Wil ging zu Amberle hinüber und sie sahen beide zu, wie Eretria neben dem kleinen Wisp niederkniete und das schluchzende Bündel in die Arme nahm. Leise flüsternd drückte sie den Elf an sich und streichelte den Wuschelkopf. Nach einer Weile hörte Wisp auf zu weinen. Vorsichtig hob er den Kopf ein kleines Stück.
»Hübsche?«
»Es ist alles gut, Wisp.«
»Paßt du jetzt auf Wisp auf, Hübsche?«
»Ja, ich paß auf dich auf.« Sie warf Wil einen strengen Blick zu. »Dir tut keiner etwas.«
»Keiner tut Wisp weh?« Das Altmännergesicht blickte sie an. »Versprichst du mir das?«
Eretria sah ihn mit einem beruhigenden Lächeln an.
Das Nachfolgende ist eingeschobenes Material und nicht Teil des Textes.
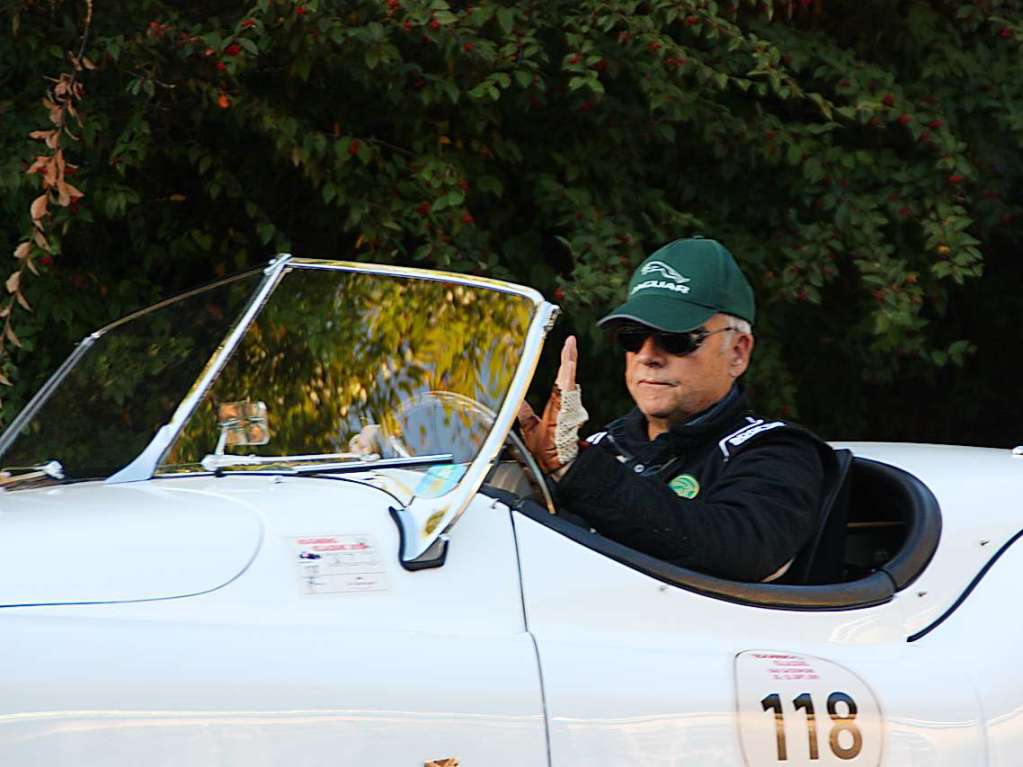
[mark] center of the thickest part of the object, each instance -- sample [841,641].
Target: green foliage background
[862,162]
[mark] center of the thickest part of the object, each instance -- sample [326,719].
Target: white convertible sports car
[196,568]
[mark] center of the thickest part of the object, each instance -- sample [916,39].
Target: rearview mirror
[241,423]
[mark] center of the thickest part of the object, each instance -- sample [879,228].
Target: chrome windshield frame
[424,522]
[144,464]
[147,461]
[40,398]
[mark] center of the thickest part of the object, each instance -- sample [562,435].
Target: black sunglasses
[631,339]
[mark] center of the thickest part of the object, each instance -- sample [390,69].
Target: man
[691,476]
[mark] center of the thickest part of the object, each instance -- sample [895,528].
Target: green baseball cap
[683,284]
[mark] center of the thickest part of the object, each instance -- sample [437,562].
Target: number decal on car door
[800,710]
[842,723]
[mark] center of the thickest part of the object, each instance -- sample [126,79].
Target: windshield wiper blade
[52,469]
[318,463]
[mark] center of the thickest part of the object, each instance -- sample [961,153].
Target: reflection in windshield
[335,351]
[129,384]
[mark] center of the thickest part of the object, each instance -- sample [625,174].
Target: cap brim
[662,313]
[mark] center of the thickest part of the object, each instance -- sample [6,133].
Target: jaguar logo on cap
[667,271]
[677,282]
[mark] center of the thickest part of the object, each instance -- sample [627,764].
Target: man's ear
[741,349]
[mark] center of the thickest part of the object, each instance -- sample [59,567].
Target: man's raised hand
[553,439]
[570,358]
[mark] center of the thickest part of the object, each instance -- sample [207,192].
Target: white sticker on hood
[339,565]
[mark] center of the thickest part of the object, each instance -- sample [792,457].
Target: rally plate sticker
[801,710]
[339,564]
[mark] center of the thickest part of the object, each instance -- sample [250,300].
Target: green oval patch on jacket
[685,486]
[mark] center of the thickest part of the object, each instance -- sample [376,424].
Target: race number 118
[842,722]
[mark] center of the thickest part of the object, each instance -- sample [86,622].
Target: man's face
[668,389]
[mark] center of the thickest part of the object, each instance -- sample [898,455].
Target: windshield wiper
[322,463]
[51,469]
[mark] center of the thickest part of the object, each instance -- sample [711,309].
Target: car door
[324,650]
[637,671]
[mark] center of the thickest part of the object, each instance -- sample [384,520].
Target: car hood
[92,542]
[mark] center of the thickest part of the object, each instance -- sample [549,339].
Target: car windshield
[126,385]
[413,366]
[417,366]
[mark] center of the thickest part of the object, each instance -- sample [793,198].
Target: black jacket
[727,493]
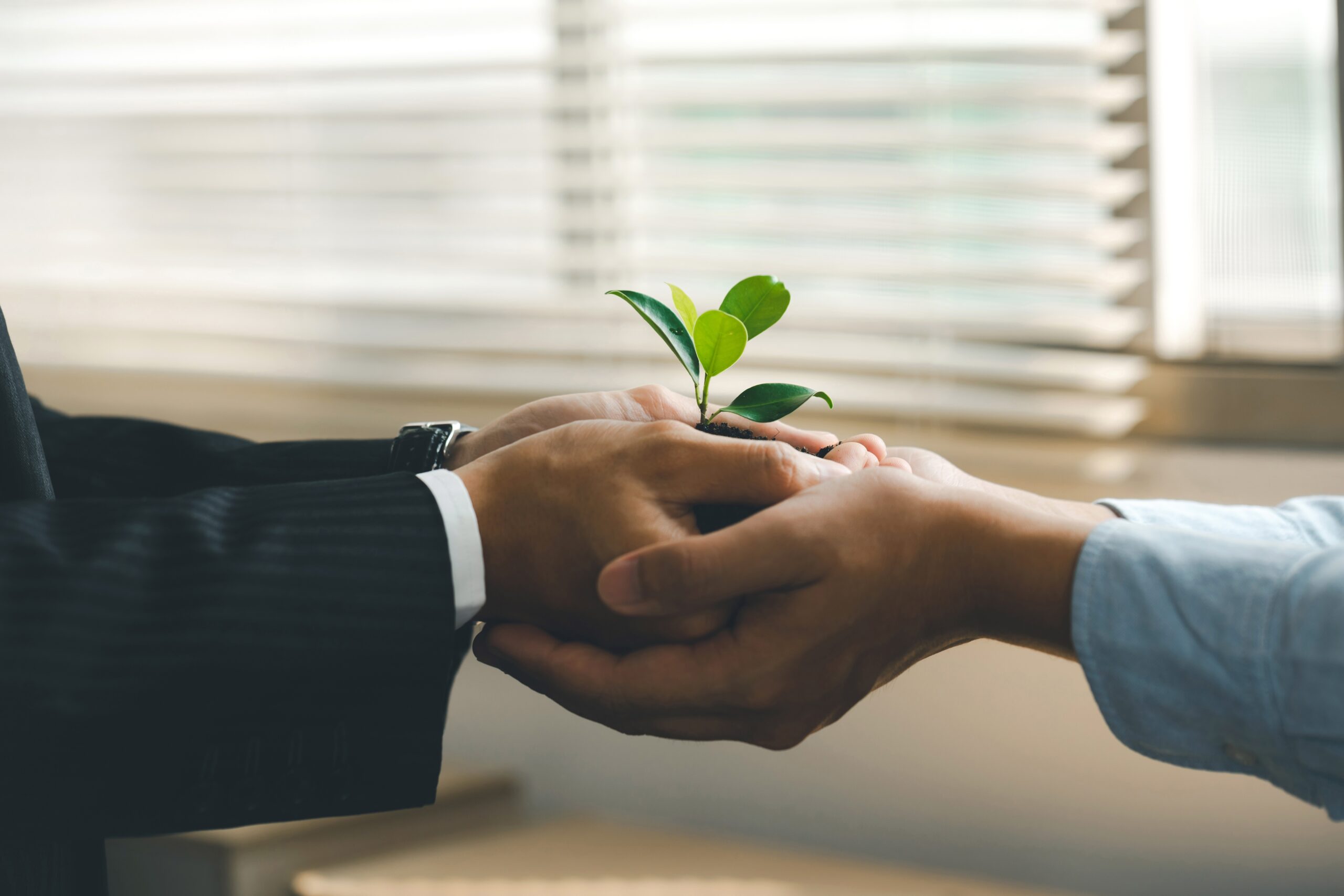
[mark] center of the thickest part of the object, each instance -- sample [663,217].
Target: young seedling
[710,343]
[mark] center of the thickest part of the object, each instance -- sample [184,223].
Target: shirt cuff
[464,542]
[1316,520]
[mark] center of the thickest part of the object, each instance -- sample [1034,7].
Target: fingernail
[618,586]
[830,469]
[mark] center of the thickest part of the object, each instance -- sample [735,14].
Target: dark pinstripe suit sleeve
[224,657]
[123,457]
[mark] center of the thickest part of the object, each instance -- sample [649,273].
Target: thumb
[704,571]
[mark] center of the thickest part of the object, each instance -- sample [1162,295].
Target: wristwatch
[421,448]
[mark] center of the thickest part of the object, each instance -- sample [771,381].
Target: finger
[853,456]
[875,445]
[704,571]
[663,681]
[898,464]
[711,469]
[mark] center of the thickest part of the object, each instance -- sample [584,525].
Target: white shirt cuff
[464,542]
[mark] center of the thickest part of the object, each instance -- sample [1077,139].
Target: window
[440,191]
[1246,168]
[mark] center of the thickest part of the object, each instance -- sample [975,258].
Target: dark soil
[711,518]
[738,433]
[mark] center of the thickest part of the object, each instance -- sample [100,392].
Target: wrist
[1025,593]
[463,453]
[475,479]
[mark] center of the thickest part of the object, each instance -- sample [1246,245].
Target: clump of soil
[711,518]
[738,433]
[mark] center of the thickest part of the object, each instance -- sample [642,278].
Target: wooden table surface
[594,851]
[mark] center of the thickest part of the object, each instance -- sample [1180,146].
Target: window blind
[438,193]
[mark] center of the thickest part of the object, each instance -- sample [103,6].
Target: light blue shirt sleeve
[1218,652]
[1315,520]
»Ja, das verspreche ich dir. Aber du mußt uns dafür helfen, Wisp. Willst du das tun? Willst du uns helfen?«
Der kleine Bursche nickte eifrig.
»Ich helfe dir, Hübsche. Wisp ist brav.«
»Ja, Wisp ist wirklich brav«, stimmte Eretria zu. Dann neigte sie sich nahe zu ihm hinunter. »Aber wir müssen uns beeilen, Wisp. Der Dämon — der, der uns in die Senke verfolgt hat — sucht uns immer noch. Und wenn er uns findet, dann wird er uns allen etwas antun, Wisp.«
Wisp schüttelte ängstlich den Kopf.
»Du mußt Wisp schützen, Hübsche.«
»Natürlich schütze ich dich, Wisp, aber wir müssen uns beeilen.« Sie streichelte seine Wange. »Wir müssen den Berg finden — Heiler, wie heißt er?«
»Die Hochwarte«, sagte Wil.
Sie nickte. »Die Hochwarte. Kannst du uns den Weg dahin zeigen, Wisp? Kannst du uns dahin führen?«
Mißtrauisch sah der kleine Irrwisch Wil an, dann wanderte sein Blick weiter zu dem brennenden Turm. Einen Moment lang blieb er dort liegen, dann kehrte er zu Eretria zurück.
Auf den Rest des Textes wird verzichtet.